The desire for companies to stay on top of online complaints has sparked a new industry: Online Reputation Management. ORM professionals offer advice and can be on the lookout for a bank, business or individual that wants to protect a good reputation. Alexa Martin, an ORM specialist with Status Labs, said the best way to handle a typical complaint is cordially, respectfully and completely. “Responding is the best thing a business owner can do,” Martin writes in an article published on the Status Labs website. “Unsatisfied patrons for the most part just want to have their voice heard.
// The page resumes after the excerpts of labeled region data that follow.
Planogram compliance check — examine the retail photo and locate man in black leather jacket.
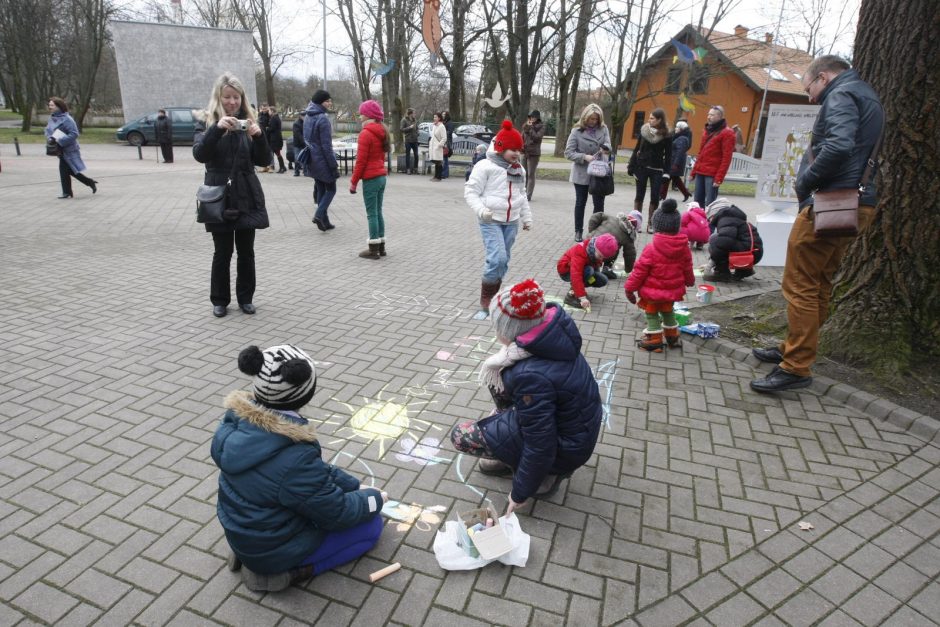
[751,55,884,392]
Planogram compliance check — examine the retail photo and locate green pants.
[646,310,676,331]
[362,176,388,240]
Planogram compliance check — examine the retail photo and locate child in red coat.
[623,198,695,353]
[555,233,620,309]
[680,200,712,250]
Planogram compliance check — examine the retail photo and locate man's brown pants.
[780,205,875,377]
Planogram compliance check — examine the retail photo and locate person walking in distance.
[304,89,339,231]
[153,109,173,163]
[522,109,545,200]
[400,107,418,174]
[751,55,885,392]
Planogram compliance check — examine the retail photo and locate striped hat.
[238,344,317,410]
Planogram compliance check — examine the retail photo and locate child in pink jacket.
[623,198,695,353]
[679,200,711,250]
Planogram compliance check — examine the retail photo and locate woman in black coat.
[703,198,764,281]
[193,74,271,318]
[265,107,287,174]
[627,109,672,233]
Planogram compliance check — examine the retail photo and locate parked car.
[114,107,196,146]
[454,124,496,143]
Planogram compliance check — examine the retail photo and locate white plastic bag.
[434,513,530,570]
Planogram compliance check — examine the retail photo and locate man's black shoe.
[751,346,783,364]
[751,366,813,392]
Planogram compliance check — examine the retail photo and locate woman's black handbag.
[588,168,614,196]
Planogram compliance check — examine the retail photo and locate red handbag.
[728,223,754,270]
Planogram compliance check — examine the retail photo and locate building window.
[689,63,708,94]
[633,111,646,139]
[663,65,682,94]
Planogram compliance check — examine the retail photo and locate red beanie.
[493,120,522,152]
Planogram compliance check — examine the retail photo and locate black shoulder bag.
[196,134,241,224]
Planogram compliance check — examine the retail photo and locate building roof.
[650,25,813,96]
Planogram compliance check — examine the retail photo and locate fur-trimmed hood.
[222,390,317,442]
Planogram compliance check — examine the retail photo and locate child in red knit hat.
[463,120,532,320]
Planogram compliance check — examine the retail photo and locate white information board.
[757,104,819,209]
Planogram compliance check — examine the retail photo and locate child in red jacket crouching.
[623,198,695,353]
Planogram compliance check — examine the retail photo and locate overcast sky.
[272,0,859,80]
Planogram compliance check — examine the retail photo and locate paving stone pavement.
[0,146,940,626]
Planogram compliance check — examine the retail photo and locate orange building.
[621,25,813,157]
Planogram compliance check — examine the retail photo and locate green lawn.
[0,126,117,144]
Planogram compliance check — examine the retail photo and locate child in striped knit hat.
[211,344,386,592]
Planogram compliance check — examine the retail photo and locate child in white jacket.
[463,120,532,320]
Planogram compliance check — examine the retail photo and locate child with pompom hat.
[555,233,620,309]
[463,120,532,320]
[623,198,695,353]
[451,279,602,515]
[211,344,387,592]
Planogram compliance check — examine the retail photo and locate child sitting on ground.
[623,198,695,353]
[588,213,636,280]
[680,200,711,250]
[556,233,620,309]
[211,344,385,592]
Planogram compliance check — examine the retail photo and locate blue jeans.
[300,514,384,575]
[313,179,336,224]
[695,174,718,209]
[480,220,519,283]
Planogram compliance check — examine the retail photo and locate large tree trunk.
[821,0,940,381]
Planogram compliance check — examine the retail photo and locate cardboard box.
[457,507,512,560]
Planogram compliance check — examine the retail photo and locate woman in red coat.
[689,105,735,207]
[349,100,390,259]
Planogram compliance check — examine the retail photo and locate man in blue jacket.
[751,55,884,392]
[304,89,339,231]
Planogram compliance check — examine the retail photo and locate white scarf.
[480,342,532,393]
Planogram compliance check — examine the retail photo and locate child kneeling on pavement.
[450,279,602,515]
[555,233,620,309]
[623,198,695,353]
[588,213,643,281]
[211,344,384,592]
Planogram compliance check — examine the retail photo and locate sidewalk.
[0,145,940,627]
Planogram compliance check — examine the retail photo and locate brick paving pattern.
[0,146,940,626]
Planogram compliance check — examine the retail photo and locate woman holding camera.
[46,98,98,198]
[193,74,271,318]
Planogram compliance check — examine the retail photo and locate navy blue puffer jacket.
[211,392,382,574]
[479,303,602,503]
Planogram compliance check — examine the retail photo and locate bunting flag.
[421,0,444,66]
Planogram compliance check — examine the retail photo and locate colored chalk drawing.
[353,290,463,320]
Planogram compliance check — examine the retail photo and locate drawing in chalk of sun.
[594,357,620,430]
[431,335,506,388]
[395,438,450,466]
[353,290,463,320]
[382,501,447,531]
[331,387,441,455]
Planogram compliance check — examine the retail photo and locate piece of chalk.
[369,562,401,583]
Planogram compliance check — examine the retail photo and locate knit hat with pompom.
[493,120,522,152]
[238,344,317,411]
[490,279,545,341]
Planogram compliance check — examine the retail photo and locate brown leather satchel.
[809,113,885,237]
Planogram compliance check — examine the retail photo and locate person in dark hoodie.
[627,109,672,233]
[702,197,764,281]
[210,344,387,592]
[659,120,692,202]
[304,89,339,231]
[451,279,603,515]
[623,198,695,353]
[291,111,304,176]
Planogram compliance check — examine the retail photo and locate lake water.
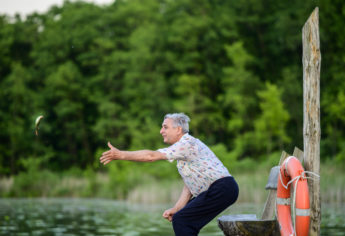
[0,199,345,236]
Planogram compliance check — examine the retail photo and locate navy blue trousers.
[172,176,239,236]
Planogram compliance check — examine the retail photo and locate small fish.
[35,116,43,136]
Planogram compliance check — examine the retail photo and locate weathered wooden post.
[302,8,321,236]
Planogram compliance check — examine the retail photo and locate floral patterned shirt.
[157,134,231,196]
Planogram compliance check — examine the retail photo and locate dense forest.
[0,0,345,176]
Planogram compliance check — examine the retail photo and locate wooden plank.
[261,151,290,220]
[292,147,304,165]
[302,8,321,236]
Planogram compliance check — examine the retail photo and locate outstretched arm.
[163,185,192,221]
[100,142,167,165]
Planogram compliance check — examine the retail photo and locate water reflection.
[0,199,345,236]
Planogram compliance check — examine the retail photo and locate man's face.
[159,118,183,144]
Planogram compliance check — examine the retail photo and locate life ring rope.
[276,156,320,235]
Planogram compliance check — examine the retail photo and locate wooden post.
[302,8,321,236]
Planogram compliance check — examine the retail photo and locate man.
[100,113,238,236]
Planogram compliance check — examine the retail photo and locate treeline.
[0,0,345,175]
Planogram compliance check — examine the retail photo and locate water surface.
[0,198,345,236]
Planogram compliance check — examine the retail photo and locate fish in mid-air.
[35,116,43,136]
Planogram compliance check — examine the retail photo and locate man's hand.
[163,208,177,222]
[100,142,123,165]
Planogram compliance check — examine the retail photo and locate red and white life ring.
[276,156,310,236]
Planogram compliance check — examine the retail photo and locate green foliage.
[0,0,345,196]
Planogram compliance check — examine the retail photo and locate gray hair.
[164,113,190,133]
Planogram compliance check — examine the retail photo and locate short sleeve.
[157,136,191,162]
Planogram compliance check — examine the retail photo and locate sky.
[0,0,114,16]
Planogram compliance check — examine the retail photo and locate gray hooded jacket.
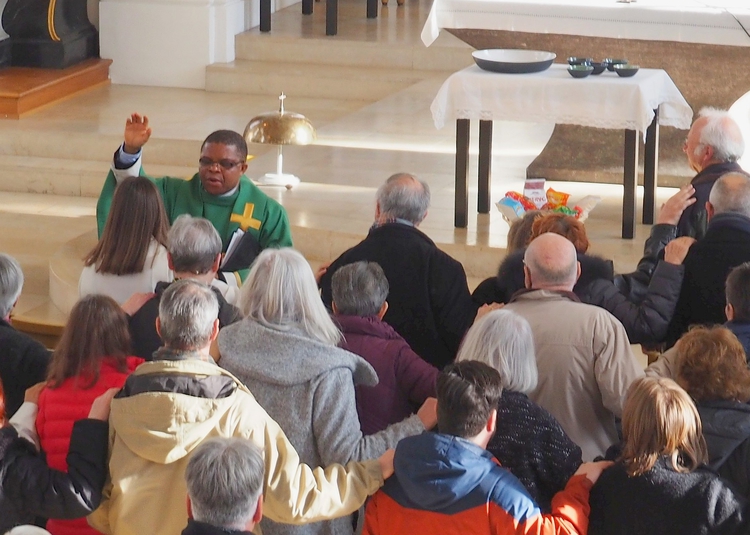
[219,319,424,535]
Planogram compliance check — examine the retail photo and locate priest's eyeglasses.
[198,158,242,171]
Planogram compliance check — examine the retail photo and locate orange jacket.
[364,433,591,535]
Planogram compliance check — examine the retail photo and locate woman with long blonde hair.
[589,377,748,535]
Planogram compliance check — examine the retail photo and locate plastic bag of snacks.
[496,188,602,223]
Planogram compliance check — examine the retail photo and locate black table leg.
[643,108,659,225]
[326,0,339,35]
[477,121,492,214]
[454,119,469,228]
[622,130,638,240]
[260,0,271,32]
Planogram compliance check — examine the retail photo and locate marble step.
[0,127,202,168]
[0,157,197,197]
[206,60,449,102]
[235,31,474,72]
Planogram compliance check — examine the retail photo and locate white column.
[98,0,250,89]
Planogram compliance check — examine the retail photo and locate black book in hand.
[221,229,261,271]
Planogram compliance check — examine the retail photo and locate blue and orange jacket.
[364,433,591,535]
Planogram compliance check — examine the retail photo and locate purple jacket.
[335,316,438,435]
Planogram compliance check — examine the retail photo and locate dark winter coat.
[320,223,478,369]
[677,162,744,240]
[487,390,583,513]
[696,400,750,497]
[335,315,438,435]
[129,282,242,361]
[0,420,108,533]
[588,457,748,535]
[472,251,683,344]
[666,213,750,346]
[0,319,50,418]
[471,249,615,305]
[615,223,677,304]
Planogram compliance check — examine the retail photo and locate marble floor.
[0,0,692,344]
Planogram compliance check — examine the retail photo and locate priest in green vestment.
[96,114,292,285]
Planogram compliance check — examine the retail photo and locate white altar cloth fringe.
[430,64,693,135]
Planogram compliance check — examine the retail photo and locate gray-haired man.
[0,253,49,418]
[182,438,264,535]
[320,173,477,368]
[677,108,745,239]
[124,214,241,360]
[89,280,392,535]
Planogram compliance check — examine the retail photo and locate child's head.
[622,377,708,476]
[47,294,130,388]
[84,176,169,275]
[331,261,390,318]
[185,438,264,532]
[505,210,543,254]
[675,326,750,403]
[529,212,589,253]
[437,360,503,439]
[726,262,750,322]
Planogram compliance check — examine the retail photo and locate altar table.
[430,64,693,239]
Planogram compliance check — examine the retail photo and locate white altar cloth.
[430,63,693,133]
[422,0,750,46]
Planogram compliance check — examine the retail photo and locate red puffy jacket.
[36,357,144,535]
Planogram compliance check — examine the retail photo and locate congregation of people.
[0,105,750,535]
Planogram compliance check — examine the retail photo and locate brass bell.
[244,93,316,189]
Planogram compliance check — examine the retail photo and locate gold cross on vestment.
[229,202,260,231]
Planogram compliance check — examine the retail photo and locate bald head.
[708,173,750,218]
[377,173,430,225]
[523,232,578,291]
[684,108,745,171]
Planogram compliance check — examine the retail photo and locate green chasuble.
[96,170,292,281]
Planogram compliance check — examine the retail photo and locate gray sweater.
[219,319,424,535]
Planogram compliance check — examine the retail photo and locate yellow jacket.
[88,359,383,535]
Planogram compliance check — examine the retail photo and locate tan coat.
[505,290,643,461]
[89,359,383,535]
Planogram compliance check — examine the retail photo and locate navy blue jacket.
[677,162,744,240]
[666,213,750,347]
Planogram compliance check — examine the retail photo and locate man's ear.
[706,201,716,221]
[703,145,716,167]
[486,409,497,433]
[378,301,388,320]
[211,318,219,342]
[253,494,263,524]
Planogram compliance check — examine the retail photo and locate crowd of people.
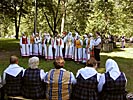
[20,32,101,65]
[1,56,127,100]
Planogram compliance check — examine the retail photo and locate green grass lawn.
[0,39,133,92]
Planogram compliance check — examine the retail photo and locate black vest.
[5,71,23,96]
[22,68,45,99]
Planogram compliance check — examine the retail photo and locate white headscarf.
[4,64,24,77]
[105,59,121,80]
[76,67,97,80]
[29,57,39,69]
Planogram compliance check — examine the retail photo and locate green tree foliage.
[0,0,133,37]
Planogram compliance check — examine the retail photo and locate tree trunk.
[14,0,23,39]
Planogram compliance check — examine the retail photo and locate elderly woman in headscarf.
[22,57,45,100]
[72,58,100,100]
[98,59,127,100]
[64,32,74,59]
[45,57,76,100]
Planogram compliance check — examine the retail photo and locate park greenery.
[0,39,133,92]
[0,0,133,39]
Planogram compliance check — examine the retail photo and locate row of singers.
[20,32,101,63]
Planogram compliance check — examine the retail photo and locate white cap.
[83,34,87,38]
[22,32,25,34]
[89,33,93,36]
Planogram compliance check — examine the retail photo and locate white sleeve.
[98,74,105,92]
[40,69,46,80]
[70,72,76,84]
[94,38,101,46]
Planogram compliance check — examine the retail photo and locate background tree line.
[0,0,133,39]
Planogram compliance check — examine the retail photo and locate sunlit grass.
[0,39,133,92]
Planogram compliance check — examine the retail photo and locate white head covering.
[22,32,25,35]
[4,64,24,77]
[105,59,121,80]
[29,57,39,69]
[83,34,87,38]
[76,67,97,79]
[89,33,93,36]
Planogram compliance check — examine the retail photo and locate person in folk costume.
[64,32,74,59]
[98,58,127,100]
[44,57,76,100]
[20,32,29,56]
[3,56,24,97]
[22,57,46,100]
[54,34,64,58]
[74,35,83,63]
[121,36,125,48]
[72,58,101,100]
[62,32,67,58]
[88,33,94,59]
[34,33,42,56]
[29,33,34,56]
[42,32,47,57]
[94,32,102,67]
[44,33,53,60]
[82,35,90,63]
[72,32,79,59]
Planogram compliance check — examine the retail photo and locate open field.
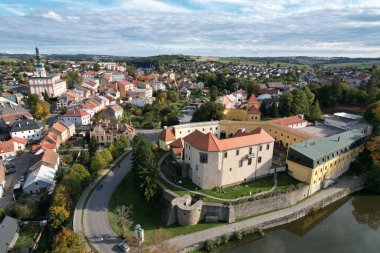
[108,173,224,245]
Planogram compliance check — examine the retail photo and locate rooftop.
[290,130,365,160]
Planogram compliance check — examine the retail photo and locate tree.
[64,70,82,89]
[309,100,322,121]
[88,136,99,158]
[260,100,267,115]
[68,163,91,189]
[26,94,40,109]
[247,79,260,97]
[210,86,218,102]
[365,165,380,193]
[363,101,380,133]
[279,92,293,117]
[270,102,279,118]
[191,102,224,122]
[132,134,159,201]
[52,228,87,253]
[115,205,133,239]
[49,206,70,229]
[90,153,107,174]
[100,149,113,166]
[153,228,177,253]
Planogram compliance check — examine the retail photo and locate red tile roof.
[63,108,89,117]
[160,128,175,141]
[270,116,306,126]
[247,105,261,114]
[247,94,260,105]
[184,128,274,152]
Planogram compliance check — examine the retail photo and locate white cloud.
[41,11,65,22]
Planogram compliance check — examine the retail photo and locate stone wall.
[233,186,309,219]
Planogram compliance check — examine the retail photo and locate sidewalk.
[168,177,364,250]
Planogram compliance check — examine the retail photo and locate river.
[217,192,380,253]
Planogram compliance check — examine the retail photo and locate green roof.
[290,129,365,160]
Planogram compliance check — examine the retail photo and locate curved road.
[73,129,161,253]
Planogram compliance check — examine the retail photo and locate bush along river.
[217,192,380,253]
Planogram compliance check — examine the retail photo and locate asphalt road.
[83,154,132,252]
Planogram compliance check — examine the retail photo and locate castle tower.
[34,47,46,77]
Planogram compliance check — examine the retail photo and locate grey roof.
[10,119,42,133]
[0,216,20,253]
[290,129,366,160]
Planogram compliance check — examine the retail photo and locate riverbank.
[168,177,364,250]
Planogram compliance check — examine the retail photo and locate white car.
[117,242,131,252]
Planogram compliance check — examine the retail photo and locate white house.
[62,108,91,126]
[9,119,43,141]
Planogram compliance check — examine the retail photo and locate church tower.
[34,47,46,77]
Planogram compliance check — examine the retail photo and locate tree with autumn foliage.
[151,228,177,253]
[52,228,87,253]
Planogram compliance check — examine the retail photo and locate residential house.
[23,149,60,194]
[62,108,91,126]
[183,128,275,189]
[9,119,43,141]
[106,104,124,120]
[90,120,136,146]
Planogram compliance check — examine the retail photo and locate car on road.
[117,242,131,252]
[5,167,16,175]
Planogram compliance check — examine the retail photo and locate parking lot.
[0,152,33,208]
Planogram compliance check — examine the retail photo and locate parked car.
[117,242,131,252]
[5,167,16,175]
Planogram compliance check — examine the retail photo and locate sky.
[0,0,380,57]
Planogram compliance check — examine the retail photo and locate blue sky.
[0,0,380,57]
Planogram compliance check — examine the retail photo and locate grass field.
[108,173,223,245]
[161,156,299,203]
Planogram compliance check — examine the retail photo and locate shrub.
[234,231,243,241]
[203,240,215,252]
[222,234,230,244]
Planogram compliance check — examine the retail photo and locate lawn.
[161,156,299,203]
[108,173,224,245]
[15,226,40,249]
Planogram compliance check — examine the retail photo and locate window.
[199,153,208,163]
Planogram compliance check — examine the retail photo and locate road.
[83,154,132,252]
[74,129,161,253]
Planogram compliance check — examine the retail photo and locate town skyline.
[0,0,380,57]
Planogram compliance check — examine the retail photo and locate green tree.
[88,136,99,158]
[68,163,91,189]
[49,206,70,229]
[309,100,322,121]
[270,102,280,118]
[363,101,380,133]
[52,228,87,253]
[26,94,40,109]
[279,92,293,117]
[115,206,133,239]
[210,86,218,102]
[365,165,380,193]
[191,102,224,122]
[90,153,107,174]
[64,70,82,89]
[132,134,159,201]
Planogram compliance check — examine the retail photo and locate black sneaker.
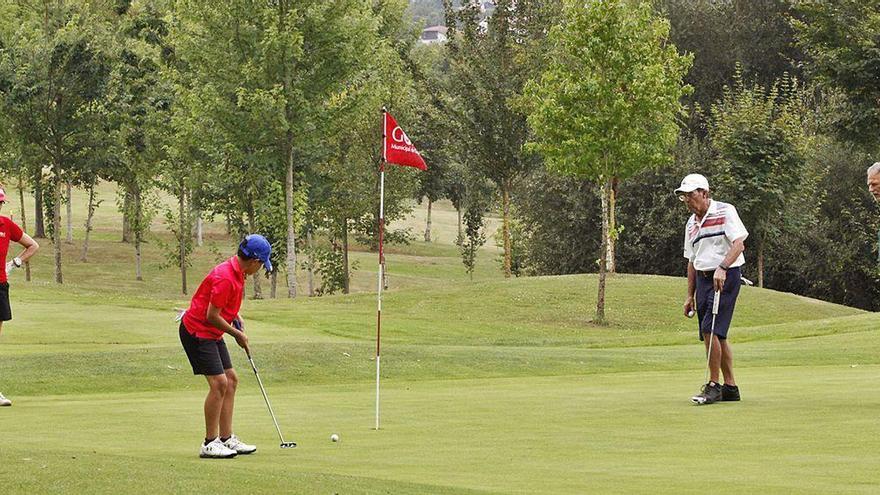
[691,382,721,406]
[721,383,739,402]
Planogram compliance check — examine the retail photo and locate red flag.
[385,112,428,170]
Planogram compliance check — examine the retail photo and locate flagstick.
[376,108,388,430]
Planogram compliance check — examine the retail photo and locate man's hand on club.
[684,297,694,318]
[235,331,251,356]
[712,268,727,292]
[6,258,21,275]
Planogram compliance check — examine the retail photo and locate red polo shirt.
[0,217,23,283]
[183,256,244,340]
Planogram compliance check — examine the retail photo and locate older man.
[675,174,749,404]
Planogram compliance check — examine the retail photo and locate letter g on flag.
[384,112,428,170]
[391,126,412,146]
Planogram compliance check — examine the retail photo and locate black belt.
[697,266,739,278]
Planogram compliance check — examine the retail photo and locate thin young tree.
[522,0,691,324]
I recommend responding publicly and then taking it to a direct message to work out the details.”

Martin said that while ORM firms are available to help a bank return the sheen to its tarnished reputation, not all such firms’ services are effective. This makes many people skeptical of ORMs, she admits. “Be on the look-out for firms with cookie cutter solutions, PR firms that claim they also do ORM and those that offer to completely remove your [online search] results,” she counseled.

This new industry is not without its detractors, including Yelp, which publishes its own advice on how to keep online reviewers from turning on you. Yelp says ORM firms don’t offer much value beyond being additional eyes on the lookout for online complaints for companies that don’t have staff to do this work.

Vince Sollitto, who works in corporate communications and public affairs for Yelp, encourages bankers to read its guide to success for business owners. The advice therein might be summarized in the most obvious way possible: If you don’t want angry customers complaining online don’t make your customers angry. Sounds simple. But what about the one day you are short staffed and things don’t go perfectly and you hear about it online first? Yelp suggests you “take a deep breath and think very carefully about what you are going to write. Or even better, don’t think too much: Keep it simple by thanking your customer for their patronage and feedback.”

Sollitto and Martin agree on two points: There is no substitute for organic loyalty. And, anyone who promises to rid the internet of bad reviews is lying.

“In the long run, the best approach is to not interfere with the natural flow of reviews,” Sollitto said. “Taking the time to respond to reviews and provide great customer service will go much further in building a great reputation.”